Und auch in den beiden weiteren Endemiestaaten, Afghanistan und Pakistan, ist die diesjährige Entwicklung positiv. So wurden in Pakistan bis Ende August dieses Jahres nur 29 Poliofälle gemeldet – im Vergleichszeitraum des Vorjahrs waren es noch 117 und im Verlauf des ganzen Jahres 2014 gar 306. Afghanistan meldete dieses Jahr noch 8 Erkrankungen – genauso viele wie im Vergleichszeitraum des Vorjahrs. Allerdings war vergangenes Jahr der Großteil der Fälle erst im Herbst aufgetreten, sodass die Fallzahlen bis Jahresende noch auf 28 angestiegen waren. Bleibt es bei dem diesjährigen Schnitt von circa einem Krankheitsfall pro Monat, bliebe man deutlich unter den Fallzahlen des vergangenen Jahres.
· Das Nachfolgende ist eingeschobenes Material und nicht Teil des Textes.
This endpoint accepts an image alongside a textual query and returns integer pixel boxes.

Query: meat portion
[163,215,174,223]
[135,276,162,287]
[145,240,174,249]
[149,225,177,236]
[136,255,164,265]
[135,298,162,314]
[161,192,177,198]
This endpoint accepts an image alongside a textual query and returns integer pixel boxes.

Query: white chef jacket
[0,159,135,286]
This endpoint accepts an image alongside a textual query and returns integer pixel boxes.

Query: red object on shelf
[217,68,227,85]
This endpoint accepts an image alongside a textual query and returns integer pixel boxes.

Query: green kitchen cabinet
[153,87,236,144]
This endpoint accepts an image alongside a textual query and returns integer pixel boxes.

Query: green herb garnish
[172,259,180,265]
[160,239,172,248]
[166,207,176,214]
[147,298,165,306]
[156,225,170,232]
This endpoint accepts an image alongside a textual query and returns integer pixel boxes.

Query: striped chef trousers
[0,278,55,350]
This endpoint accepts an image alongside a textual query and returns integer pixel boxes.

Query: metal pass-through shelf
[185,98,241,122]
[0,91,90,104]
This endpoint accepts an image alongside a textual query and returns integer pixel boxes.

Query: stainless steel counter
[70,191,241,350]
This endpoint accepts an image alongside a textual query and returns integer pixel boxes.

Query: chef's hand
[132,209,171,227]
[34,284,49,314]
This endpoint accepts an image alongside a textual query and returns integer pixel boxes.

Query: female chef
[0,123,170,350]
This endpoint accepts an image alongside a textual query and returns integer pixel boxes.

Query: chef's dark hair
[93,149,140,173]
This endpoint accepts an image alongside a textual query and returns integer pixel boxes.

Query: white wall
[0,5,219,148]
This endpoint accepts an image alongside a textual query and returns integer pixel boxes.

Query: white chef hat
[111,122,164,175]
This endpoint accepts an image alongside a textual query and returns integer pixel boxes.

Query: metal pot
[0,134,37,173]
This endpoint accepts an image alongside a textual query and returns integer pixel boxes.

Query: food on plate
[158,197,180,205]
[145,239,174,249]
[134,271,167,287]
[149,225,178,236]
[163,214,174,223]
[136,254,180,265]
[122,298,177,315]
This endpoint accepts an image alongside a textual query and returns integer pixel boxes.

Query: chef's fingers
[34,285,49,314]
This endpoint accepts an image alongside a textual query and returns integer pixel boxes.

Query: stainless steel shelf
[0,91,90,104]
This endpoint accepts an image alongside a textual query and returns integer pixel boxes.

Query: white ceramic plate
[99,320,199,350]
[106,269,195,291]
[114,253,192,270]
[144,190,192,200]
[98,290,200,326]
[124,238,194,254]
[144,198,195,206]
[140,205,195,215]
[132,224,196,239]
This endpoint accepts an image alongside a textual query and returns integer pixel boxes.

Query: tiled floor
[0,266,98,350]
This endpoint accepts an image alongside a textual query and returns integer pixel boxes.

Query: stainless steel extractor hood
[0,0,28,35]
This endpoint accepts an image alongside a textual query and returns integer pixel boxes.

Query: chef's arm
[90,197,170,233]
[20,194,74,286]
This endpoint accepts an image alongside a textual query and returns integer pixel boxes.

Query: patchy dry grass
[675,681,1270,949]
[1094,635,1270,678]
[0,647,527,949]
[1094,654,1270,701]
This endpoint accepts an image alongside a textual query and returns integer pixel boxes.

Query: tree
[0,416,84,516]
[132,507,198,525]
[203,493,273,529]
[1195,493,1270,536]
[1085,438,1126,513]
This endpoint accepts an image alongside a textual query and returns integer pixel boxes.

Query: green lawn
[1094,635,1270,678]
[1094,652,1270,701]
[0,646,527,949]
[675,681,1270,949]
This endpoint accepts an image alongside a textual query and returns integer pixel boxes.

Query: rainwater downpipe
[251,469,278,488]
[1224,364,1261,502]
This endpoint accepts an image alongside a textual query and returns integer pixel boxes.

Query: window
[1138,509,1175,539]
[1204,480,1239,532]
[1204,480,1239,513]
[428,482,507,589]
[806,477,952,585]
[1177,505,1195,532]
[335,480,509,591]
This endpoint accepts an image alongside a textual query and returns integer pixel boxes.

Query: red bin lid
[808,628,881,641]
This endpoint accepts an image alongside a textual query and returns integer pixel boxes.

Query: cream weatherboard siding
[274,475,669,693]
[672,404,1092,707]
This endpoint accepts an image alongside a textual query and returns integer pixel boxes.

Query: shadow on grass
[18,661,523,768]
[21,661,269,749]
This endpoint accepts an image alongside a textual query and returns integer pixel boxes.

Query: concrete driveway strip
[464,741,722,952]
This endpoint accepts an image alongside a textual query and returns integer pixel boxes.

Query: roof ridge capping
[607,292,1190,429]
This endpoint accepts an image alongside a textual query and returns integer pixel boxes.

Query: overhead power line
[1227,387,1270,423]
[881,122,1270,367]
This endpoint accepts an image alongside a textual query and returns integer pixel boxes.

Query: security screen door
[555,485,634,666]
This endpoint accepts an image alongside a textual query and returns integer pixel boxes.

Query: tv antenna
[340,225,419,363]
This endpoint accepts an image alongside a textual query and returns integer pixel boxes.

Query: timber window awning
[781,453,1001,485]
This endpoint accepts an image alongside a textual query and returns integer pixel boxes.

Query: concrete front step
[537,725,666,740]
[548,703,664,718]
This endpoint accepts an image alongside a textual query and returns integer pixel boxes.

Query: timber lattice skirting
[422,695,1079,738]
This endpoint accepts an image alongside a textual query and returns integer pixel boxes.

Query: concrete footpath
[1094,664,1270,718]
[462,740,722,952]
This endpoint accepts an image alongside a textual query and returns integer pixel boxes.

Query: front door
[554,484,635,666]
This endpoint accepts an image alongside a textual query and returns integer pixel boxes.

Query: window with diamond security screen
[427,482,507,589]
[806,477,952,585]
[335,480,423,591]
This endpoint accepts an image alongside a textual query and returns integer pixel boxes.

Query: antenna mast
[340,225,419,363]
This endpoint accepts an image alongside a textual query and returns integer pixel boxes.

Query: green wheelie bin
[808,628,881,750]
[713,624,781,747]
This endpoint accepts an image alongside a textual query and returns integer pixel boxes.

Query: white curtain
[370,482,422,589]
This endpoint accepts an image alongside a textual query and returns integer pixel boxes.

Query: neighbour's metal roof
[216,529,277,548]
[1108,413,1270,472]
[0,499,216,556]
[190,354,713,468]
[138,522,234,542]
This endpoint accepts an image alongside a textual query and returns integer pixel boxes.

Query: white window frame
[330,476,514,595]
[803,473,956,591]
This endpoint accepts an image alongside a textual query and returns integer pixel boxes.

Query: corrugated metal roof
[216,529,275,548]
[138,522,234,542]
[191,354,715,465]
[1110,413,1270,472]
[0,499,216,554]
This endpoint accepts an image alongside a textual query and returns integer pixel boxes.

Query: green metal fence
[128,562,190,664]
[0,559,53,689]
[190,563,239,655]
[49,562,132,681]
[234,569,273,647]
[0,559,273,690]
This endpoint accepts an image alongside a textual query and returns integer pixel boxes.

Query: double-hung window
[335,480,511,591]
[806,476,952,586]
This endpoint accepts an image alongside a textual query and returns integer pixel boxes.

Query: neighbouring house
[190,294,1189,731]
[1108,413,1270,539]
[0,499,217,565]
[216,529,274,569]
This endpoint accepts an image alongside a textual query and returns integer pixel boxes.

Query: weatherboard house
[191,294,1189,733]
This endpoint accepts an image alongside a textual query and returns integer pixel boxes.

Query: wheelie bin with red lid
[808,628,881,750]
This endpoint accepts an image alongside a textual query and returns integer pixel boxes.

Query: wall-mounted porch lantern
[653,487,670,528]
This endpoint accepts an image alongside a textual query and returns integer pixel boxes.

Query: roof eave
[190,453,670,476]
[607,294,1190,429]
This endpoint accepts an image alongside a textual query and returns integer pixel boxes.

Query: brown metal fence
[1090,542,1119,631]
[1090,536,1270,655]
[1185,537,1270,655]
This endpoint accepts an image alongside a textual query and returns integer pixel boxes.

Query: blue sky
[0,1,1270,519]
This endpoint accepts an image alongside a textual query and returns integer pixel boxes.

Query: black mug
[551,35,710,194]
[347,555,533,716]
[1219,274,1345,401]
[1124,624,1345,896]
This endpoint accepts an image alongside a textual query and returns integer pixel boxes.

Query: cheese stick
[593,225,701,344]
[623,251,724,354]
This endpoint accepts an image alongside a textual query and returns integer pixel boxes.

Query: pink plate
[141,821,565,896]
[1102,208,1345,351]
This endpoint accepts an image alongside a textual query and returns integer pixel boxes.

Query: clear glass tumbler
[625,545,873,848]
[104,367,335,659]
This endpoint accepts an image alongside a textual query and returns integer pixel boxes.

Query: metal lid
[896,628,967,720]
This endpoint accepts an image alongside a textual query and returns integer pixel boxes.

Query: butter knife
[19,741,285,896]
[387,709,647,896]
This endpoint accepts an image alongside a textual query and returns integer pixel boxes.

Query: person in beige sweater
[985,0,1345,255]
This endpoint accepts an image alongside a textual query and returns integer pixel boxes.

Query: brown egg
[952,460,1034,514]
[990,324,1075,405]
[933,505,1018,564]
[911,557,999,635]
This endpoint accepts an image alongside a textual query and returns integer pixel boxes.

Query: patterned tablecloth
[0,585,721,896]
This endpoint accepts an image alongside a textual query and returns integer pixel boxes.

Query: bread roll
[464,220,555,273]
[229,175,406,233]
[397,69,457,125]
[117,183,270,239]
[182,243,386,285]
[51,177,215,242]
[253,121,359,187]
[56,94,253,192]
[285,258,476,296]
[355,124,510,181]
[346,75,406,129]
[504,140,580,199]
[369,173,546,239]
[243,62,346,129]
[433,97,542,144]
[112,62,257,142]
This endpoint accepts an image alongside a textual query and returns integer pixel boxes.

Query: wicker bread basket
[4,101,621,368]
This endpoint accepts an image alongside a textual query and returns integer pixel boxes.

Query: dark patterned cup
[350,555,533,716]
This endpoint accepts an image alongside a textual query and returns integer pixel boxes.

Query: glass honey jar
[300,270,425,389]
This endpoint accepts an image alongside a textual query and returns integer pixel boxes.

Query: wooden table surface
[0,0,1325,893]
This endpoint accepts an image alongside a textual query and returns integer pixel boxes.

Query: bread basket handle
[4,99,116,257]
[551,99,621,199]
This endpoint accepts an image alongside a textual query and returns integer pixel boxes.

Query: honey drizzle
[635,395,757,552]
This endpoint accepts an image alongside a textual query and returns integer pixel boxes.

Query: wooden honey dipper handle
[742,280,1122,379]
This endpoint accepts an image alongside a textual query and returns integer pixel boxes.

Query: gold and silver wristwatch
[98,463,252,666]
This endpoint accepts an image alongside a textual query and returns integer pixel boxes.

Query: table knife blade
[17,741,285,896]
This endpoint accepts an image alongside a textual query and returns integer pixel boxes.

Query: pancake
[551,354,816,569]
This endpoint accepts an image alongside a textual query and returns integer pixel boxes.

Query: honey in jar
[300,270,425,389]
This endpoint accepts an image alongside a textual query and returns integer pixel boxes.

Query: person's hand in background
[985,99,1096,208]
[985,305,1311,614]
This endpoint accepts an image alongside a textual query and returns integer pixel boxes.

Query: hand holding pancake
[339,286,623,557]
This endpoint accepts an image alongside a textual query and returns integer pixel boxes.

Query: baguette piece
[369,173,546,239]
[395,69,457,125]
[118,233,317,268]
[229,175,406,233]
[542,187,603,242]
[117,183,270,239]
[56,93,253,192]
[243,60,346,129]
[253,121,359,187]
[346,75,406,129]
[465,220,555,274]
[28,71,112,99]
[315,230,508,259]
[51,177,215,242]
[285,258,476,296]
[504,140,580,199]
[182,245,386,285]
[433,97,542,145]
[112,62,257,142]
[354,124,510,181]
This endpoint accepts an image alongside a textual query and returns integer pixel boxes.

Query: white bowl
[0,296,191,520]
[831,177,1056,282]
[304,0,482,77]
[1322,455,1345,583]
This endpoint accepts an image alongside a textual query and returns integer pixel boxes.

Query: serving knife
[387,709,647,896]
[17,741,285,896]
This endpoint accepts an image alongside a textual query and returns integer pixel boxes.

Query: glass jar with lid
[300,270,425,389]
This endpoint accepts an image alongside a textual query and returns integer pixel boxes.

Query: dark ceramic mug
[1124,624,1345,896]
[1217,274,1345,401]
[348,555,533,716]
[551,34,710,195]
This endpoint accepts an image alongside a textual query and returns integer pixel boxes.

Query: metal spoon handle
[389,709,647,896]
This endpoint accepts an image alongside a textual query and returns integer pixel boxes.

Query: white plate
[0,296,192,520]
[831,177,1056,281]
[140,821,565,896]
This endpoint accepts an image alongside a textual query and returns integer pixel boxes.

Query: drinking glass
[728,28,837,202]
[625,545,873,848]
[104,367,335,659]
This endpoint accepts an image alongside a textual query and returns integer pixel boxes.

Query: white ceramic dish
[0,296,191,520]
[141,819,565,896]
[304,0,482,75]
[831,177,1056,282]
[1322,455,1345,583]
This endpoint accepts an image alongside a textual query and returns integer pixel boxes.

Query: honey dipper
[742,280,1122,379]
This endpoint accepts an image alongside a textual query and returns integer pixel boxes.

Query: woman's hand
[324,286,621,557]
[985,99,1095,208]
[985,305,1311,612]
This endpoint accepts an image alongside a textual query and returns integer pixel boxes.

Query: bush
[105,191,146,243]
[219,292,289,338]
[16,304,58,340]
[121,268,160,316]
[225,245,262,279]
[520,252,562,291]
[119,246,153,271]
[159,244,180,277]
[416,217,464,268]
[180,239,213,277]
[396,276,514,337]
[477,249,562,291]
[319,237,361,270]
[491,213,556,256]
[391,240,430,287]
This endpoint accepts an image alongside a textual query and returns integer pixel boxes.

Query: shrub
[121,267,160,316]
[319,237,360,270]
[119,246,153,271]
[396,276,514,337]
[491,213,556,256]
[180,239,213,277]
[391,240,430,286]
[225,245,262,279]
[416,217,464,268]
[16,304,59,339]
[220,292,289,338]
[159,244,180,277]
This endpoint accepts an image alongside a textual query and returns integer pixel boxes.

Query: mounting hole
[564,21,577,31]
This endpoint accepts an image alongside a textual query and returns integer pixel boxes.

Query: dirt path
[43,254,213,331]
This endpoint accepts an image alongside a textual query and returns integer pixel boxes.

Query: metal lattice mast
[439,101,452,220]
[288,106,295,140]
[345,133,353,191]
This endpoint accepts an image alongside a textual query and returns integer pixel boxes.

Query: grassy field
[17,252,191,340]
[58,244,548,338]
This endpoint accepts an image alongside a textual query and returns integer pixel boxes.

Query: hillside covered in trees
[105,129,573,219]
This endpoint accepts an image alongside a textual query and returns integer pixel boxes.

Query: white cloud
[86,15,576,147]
Erkrankungen durch zirkulierende Impfviren
Ein Wermutstropfen bleibt allerdings: Dieses Jahr gibt es ungewöhnlich viele Erkrankungen, die durch zirkulierende, von Impfstoffen abgeleitete, virulente Polioviren (cVDPV = circulating vaccine derived poliovirus) hervorgerufen wurden. Zum einen meldete Nigeria einen solchen Fall (hier ist „nur“ ein Fall jedoch ein Fortschritt, im Vergleichszeitraum des Vorjahrs waren es noch 16). Außerdem traten jedoch auch in gleich 3 eigentlich poliofreien Staaten solche Krankheitsfälle auf – in Madagaskar 9, in der Ukraine 2 und in Mali einer.
Darüber hinaus gibt es Anzeichen dafür, dass der Poliostamm cVDPV2 bereits seit mindestens einem Jahr in dem Grenzgebiet zwischen Mali und Guinea zirkuliert. Neben der akuten Gefahr für die Bevölkerung in den betroffenen Gebieten ist das Auftreten solcher zirkulierender Impfviren auch immer ein schlechtes Zeichen, denn solche Virenstämme etablieren sich nur bei einer schlechten Durchimpfungsrate. Es gilt also auch hier: Nicht nachlassen in den Bemühungen und impfen, impfen, impfen – auch in Gegenden, in denen das Poliovirus bereits als ausgerottet gilt.